If approved, Americans will no longer have the right to sue the government for violating the Privacy Act, if the agency refuses to tell a citizen whether they are in the system. Currently, people can not only request to check if they are in this database, but they also have the "legal right to determine the accuracy and fairness of how their personal information is collected and used." They can also request changes if the information is incorrect and erroneous.
A number of objections have come forward from privacy, civil rights and technology organizations who think that such an exemption would remove a critical check on how fairly and accurately the database is used, and would render millions of records unavailable to citizens. The advocates are particularly concerned because the database is no longer focused on criminal investigations. "The database stores millions of unique identifiers for U.S. citizens who have not been convicted of a crime... Fingerprints taken for an employer’s background checks, for instance, can be stored and searched in the NGI’s system along with those taken for criminal investigations," a coalition of over 45 signatories said in a letter to the Justice Department.

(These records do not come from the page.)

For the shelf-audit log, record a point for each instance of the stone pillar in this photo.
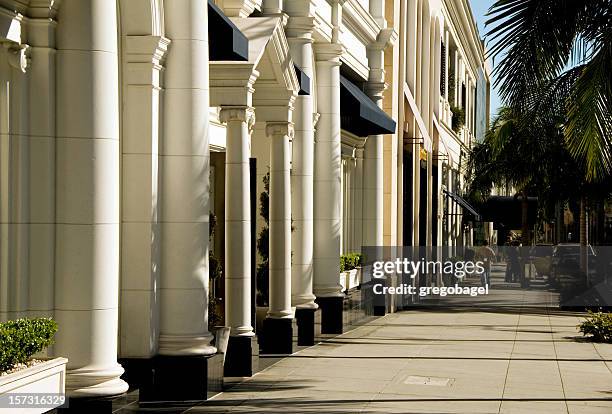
(184, 164)
(185, 350)
(140, 233)
(327, 189)
(373, 196)
(238, 240)
(359, 194)
(278, 331)
(299, 32)
(87, 197)
(42, 126)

This coalition includes the Amnesty International, American Civil Liberties Union, the National Immigration Law Center and the ride-hailing services Uber and Lyft.
“What troubles me about the NGI is that the previous systems used to be focused on criminal identification and so had somewhat of a limited impact... But the fact that they have expanded them to non-criminal information and a multitude of other purposes increases likelihood of unintended harms." - said Mike German, former special agent with the FBI.

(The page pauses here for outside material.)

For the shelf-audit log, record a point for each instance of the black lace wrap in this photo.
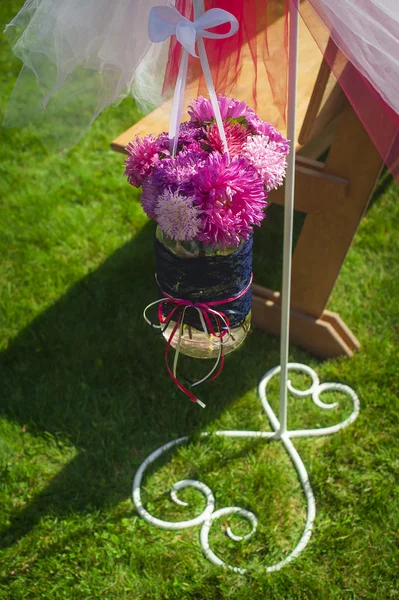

However, the FBI and Justice Department claim that they are seeking the exemptions to ensure that ongoing investigations are not compromised by people who want to learn if they are the subjects of probes. They also claim that the database is only used "to come up with leads, not to identify a suspect or verify an identity," the agencies told The Post.
No matter what justifications the FBI offers, these exemptions will only shield the NGI from accountability and transparency - something that the bureau already lacks. In response to the privacy concerns and unjustified access to millions of civilian records, the Justice Department has agreed to extend the period for public comment from 30 to 60 days, until July 6.